Unit 1 A Language Teacher’s Personal Opinion

Will Pidcroft

一名语言教师的个人看法

Every day I see advertisements in the newspaper and on the buses claiming that it is easy to learn English. According to these advertisements, with very little effort on the student’s part, he will be able to speak the language fluently in three months or even ten days. There is often a reference to Shakespeare or Charles Dickens to encourage him even more. When I see advertisements like this, I don’t know whether to laugh or cry. If it were as easy to learn English as they say, I would have to look for another job, because very few qualified teachers would be needed. But a large number of people must believe these ridiculous claims, or else the advertisements would not appear.

我每天都会在报纸上、公共汽车上看到各种广告,声称轻轻松松就能学好英语。这些广告号称,学生不必费什么力气,要说一口流利的英语只需短短3个月,甚至10天就行。广告还常常提到威廉·莎士比亚和查尔斯·狄更斯等英语文学大师的名号来增强吸引力。每当看到诸如此类的广告时,我真是哭笑不得:如果学英语真像这些广告所说的那么轻松,我恐怕得另谋出路了,因为不需要那么多合格的英语教师了。但是肯定有许多人相信这些可笑的噱头,不然的话这些广告也不可能出现。
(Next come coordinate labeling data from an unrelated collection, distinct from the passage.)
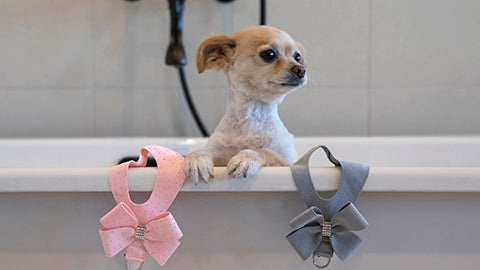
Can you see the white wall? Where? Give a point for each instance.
(96, 67)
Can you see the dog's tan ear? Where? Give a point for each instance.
(215, 52)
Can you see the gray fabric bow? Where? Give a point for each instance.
(312, 234)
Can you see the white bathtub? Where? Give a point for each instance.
(421, 200)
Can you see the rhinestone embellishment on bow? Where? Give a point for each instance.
(327, 229)
(140, 233)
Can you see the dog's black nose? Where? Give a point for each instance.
(299, 71)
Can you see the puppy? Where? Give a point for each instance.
(263, 64)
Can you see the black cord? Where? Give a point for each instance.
(263, 12)
(188, 97)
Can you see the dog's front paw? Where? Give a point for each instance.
(199, 165)
(244, 164)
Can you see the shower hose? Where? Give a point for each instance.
(186, 90)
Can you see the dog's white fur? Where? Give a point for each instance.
(250, 134)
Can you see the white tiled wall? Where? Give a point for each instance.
(96, 67)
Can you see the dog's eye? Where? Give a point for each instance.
(297, 57)
(268, 55)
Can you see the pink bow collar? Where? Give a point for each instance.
(159, 236)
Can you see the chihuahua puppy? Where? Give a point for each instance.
(263, 64)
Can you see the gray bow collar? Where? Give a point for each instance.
(312, 234)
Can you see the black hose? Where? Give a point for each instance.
(188, 97)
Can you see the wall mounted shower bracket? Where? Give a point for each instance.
(176, 52)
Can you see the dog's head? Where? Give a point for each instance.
(265, 60)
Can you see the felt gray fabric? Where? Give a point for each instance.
(306, 236)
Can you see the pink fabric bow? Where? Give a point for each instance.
(159, 237)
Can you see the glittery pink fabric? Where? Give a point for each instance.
(120, 224)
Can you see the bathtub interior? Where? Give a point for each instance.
(242, 230)
(377, 152)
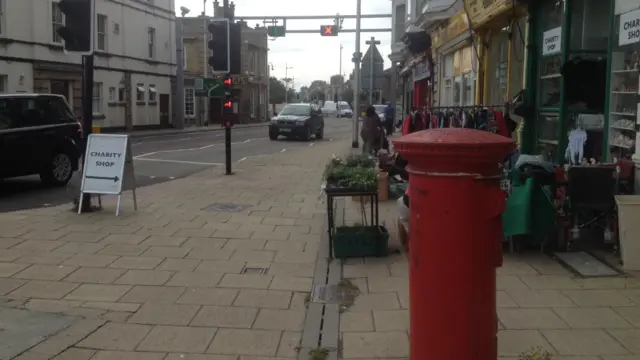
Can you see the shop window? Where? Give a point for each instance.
(457, 91)
(590, 24)
(624, 101)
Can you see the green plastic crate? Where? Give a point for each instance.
(360, 241)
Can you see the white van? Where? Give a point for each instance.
(344, 109)
(330, 108)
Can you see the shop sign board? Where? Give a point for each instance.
(456, 25)
(552, 41)
(629, 28)
(108, 167)
(421, 71)
(481, 11)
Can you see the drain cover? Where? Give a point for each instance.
(328, 294)
(255, 271)
(226, 207)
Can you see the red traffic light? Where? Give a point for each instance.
(328, 30)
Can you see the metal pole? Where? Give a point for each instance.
(356, 80)
(205, 65)
(340, 78)
(87, 116)
(371, 71)
(227, 130)
(178, 122)
(286, 83)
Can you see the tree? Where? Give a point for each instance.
(276, 91)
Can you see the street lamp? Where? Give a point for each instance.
(286, 82)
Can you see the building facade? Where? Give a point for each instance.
(252, 85)
(135, 58)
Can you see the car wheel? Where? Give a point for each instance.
(273, 135)
(59, 170)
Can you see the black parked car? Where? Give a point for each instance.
(39, 135)
(298, 120)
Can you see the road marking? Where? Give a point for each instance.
(181, 162)
(195, 149)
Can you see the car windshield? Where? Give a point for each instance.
(295, 110)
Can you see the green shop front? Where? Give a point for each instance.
(582, 73)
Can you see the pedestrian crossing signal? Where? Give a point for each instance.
(328, 30)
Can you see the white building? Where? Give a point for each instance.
(134, 63)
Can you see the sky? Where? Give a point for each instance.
(310, 57)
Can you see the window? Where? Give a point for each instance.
(97, 98)
(189, 102)
(152, 43)
(121, 94)
(140, 92)
(152, 93)
(57, 21)
(101, 32)
(112, 94)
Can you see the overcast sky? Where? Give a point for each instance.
(311, 56)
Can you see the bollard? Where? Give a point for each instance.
(455, 224)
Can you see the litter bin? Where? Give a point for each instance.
(455, 225)
(629, 230)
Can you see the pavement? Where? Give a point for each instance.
(539, 304)
(161, 157)
(215, 267)
(209, 265)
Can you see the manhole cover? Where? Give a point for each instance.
(255, 271)
(328, 294)
(226, 207)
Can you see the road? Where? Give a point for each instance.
(164, 158)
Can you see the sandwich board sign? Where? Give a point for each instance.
(108, 168)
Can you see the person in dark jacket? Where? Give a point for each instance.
(371, 128)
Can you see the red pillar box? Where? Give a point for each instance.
(456, 241)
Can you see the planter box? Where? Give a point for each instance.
(360, 241)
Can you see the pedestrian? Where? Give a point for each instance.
(389, 116)
(371, 128)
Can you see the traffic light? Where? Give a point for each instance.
(328, 30)
(219, 60)
(77, 31)
(227, 102)
(276, 31)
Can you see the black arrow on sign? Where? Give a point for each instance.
(115, 178)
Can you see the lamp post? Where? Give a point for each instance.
(286, 82)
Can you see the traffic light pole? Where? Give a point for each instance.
(87, 114)
(227, 122)
(356, 80)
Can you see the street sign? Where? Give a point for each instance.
(108, 167)
(211, 87)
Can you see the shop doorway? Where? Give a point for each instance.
(164, 110)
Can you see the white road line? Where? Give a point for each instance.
(181, 162)
(194, 149)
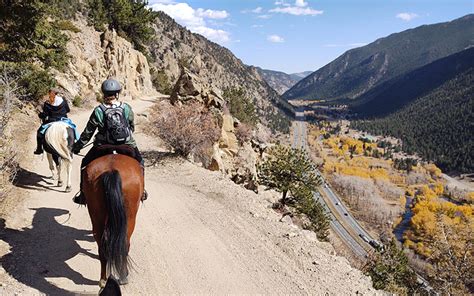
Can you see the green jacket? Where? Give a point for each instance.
(96, 121)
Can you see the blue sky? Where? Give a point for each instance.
(300, 35)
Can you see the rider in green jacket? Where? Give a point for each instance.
(114, 121)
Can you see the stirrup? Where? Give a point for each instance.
(79, 198)
(145, 195)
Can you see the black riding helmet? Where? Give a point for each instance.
(111, 87)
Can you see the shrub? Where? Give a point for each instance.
(9, 92)
(188, 129)
(77, 101)
(243, 133)
(318, 217)
(390, 271)
(131, 19)
(67, 25)
(287, 170)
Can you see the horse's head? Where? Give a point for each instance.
(112, 288)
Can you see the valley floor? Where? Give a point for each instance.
(198, 233)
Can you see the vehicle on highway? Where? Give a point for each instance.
(377, 245)
(366, 239)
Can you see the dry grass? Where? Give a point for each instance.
(190, 130)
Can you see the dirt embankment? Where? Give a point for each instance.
(198, 233)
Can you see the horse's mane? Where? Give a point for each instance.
(56, 137)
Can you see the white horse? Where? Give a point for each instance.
(59, 139)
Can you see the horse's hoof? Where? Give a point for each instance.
(123, 281)
(102, 283)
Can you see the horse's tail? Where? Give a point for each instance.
(57, 137)
(114, 239)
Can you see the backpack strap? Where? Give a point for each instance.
(102, 107)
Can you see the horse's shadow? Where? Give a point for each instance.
(41, 252)
(30, 180)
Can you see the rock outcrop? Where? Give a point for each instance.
(237, 160)
(97, 56)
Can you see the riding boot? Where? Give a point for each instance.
(145, 194)
(39, 144)
(79, 198)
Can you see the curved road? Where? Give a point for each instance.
(343, 224)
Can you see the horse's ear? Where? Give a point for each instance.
(112, 288)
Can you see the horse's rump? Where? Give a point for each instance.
(113, 186)
(59, 138)
(106, 149)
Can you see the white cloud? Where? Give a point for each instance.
(300, 7)
(406, 16)
(282, 3)
(194, 19)
(212, 14)
(275, 39)
(295, 10)
(257, 10)
(300, 3)
(356, 44)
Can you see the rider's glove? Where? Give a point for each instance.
(76, 149)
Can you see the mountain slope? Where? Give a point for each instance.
(281, 81)
(359, 70)
(216, 66)
(438, 126)
(400, 91)
(301, 75)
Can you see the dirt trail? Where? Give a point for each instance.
(197, 234)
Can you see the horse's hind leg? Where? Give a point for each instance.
(52, 167)
(103, 260)
(60, 169)
(68, 175)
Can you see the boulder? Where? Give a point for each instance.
(187, 87)
(228, 141)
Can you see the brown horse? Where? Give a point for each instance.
(113, 186)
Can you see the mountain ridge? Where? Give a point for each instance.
(360, 69)
(278, 80)
(400, 91)
(217, 66)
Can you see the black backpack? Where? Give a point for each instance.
(117, 127)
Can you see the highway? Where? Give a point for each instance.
(343, 223)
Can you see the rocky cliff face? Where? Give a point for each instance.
(97, 56)
(216, 66)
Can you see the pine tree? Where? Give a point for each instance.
(288, 169)
(390, 271)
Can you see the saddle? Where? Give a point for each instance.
(107, 149)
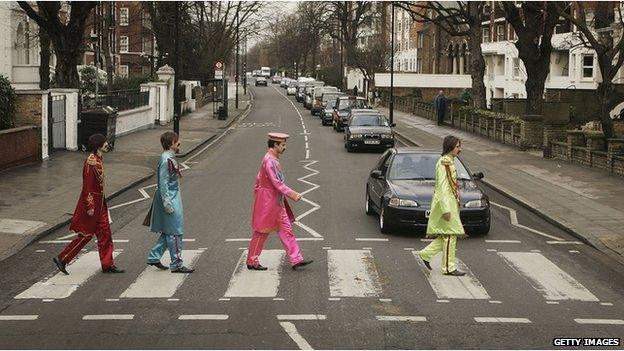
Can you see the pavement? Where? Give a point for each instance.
(40, 198)
(582, 201)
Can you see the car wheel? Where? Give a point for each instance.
(384, 226)
(369, 205)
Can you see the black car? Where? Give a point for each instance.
(400, 189)
(368, 129)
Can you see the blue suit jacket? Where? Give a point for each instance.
(168, 195)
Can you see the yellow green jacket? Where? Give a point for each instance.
(445, 199)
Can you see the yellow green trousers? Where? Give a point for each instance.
(448, 245)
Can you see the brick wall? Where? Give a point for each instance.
(28, 110)
(19, 146)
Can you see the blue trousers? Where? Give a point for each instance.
(164, 242)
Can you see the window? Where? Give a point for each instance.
(500, 32)
(588, 66)
(123, 16)
(123, 44)
(123, 70)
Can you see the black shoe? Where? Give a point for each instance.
(61, 265)
(455, 273)
(426, 263)
(158, 265)
(302, 263)
(182, 270)
(112, 269)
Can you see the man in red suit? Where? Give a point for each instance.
(91, 214)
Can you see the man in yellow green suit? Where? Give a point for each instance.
(444, 222)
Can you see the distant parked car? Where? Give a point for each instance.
(343, 107)
(368, 129)
(400, 189)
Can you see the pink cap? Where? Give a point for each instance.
(281, 137)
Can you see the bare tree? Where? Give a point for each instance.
(534, 26)
(609, 47)
(458, 19)
(66, 36)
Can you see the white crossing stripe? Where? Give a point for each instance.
(101, 317)
(250, 283)
(449, 287)
(401, 318)
(552, 282)
(301, 317)
(19, 317)
(352, 273)
(155, 283)
(199, 317)
(599, 321)
(501, 320)
(60, 285)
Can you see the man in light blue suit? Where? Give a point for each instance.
(167, 213)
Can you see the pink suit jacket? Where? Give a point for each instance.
(269, 193)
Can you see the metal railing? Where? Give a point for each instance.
(121, 100)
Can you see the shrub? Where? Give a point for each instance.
(8, 104)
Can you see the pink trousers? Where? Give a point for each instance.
(286, 236)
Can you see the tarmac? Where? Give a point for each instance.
(40, 198)
(586, 202)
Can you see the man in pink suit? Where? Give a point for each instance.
(271, 211)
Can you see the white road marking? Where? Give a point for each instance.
(501, 320)
(401, 318)
(101, 317)
(352, 273)
(513, 218)
(291, 330)
(203, 317)
(19, 317)
(301, 317)
(60, 285)
(449, 287)
(249, 283)
(599, 321)
(156, 283)
(545, 277)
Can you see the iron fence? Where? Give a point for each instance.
(121, 100)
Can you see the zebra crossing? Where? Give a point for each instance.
(351, 273)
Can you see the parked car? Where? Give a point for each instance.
(328, 101)
(292, 88)
(368, 129)
(343, 107)
(317, 103)
(400, 189)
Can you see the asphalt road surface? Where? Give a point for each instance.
(365, 290)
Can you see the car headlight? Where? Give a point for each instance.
(397, 202)
(477, 203)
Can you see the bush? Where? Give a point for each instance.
(8, 103)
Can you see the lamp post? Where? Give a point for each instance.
(392, 67)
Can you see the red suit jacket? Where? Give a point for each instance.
(91, 197)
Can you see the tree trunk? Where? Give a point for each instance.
(45, 55)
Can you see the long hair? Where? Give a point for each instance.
(449, 143)
(96, 141)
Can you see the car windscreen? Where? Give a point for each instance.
(348, 104)
(369, 120)
(420, 167)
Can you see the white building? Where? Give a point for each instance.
(19, 47)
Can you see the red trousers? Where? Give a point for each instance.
(105, 243)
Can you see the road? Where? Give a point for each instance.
(365, 290)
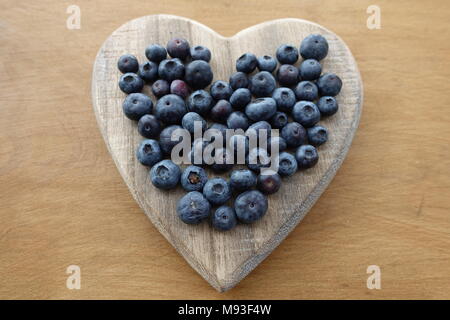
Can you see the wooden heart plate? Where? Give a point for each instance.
(223, 258)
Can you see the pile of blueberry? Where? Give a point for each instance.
(258, 96)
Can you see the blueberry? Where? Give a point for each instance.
(329, 84)
(221, 90)
(200, 53)
(149, 126)
(269, 183)
(156, 53)
(200, 101)
(224, 218)
(149, 152)
(128, 63)
(242, 180)
(240, 98)
(267, 63)
(237, 120)
(198, 74)
(180, 88)
(314, 46)
(246, 63)
(170, 109)
(178, 48)
(327, 106)
(306, 90)
(130, 83)
(160, 88)
(224, 160)
(306, 156)
(261, 109)
(285, 99)
(306, 113)
(250, 206)
(287, 165)
(193, 178)
(287, 54)
(310, 69)
(148, 71)
(136, 105)
(276, 141)
(171, 69)
(262, 84)
(193, 207)
(165, 138)
(217, 191)
(165, 174)
(258, 158)
(279, 120)
(189, 119)
(287, 75)
(294, 134)
(317, 135)
(221, 111)
(238, 80)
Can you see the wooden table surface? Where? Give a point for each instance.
(62, 201)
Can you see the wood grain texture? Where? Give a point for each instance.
(63, 202)
(222, 258)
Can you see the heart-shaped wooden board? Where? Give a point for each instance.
(223, 258)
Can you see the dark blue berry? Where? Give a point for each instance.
(267, 63)
(246, 63)
(240, 98)
(317, 135)
(261, 109)
(314, 46)
(156, 53)
(294, 134)
(217, 191)
(200, 101)
(285, 99)
(287, 54)
(193, 178)
(193, 207)
(160, 88)
(250, 206)
(224, 218)
(171, 69)
(149, 126)
(149, 152)
(242, 180)
(165, 175)
(130, 83)
(198, 74)
(200, 53)
(306, 156)
(238, 80)
(221, 111)
(136, 105)
(329, 84)
(178, 48)
(306, 113)
(128, 63)
(262, 84)
(148, 71)
(268, 182)
(306, 90)
(287, 165)
(310, 69)
(221, 90)
(327, 106)
(170, 109)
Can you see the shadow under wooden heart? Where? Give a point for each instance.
(223, 258)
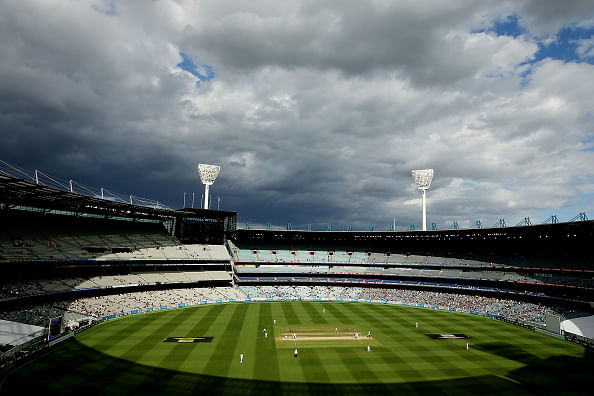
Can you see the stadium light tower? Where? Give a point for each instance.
(423, 178)
(208, 174)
It is natural for students to be attracted to methods that will teach them as quickly and efficiently and cheaply as possible. But it is difficult for anyone to explain in simple language why one method is better than another, and it is no use pretending that anyone has discovered a perfect way of teaching English in every possible situation. Some experts even argue that there are many good methods of teaching a language as there are good teachers, because every teacher is an individual with his own personality. No doubt this is true to a certain extent, but it is not very helpful to students.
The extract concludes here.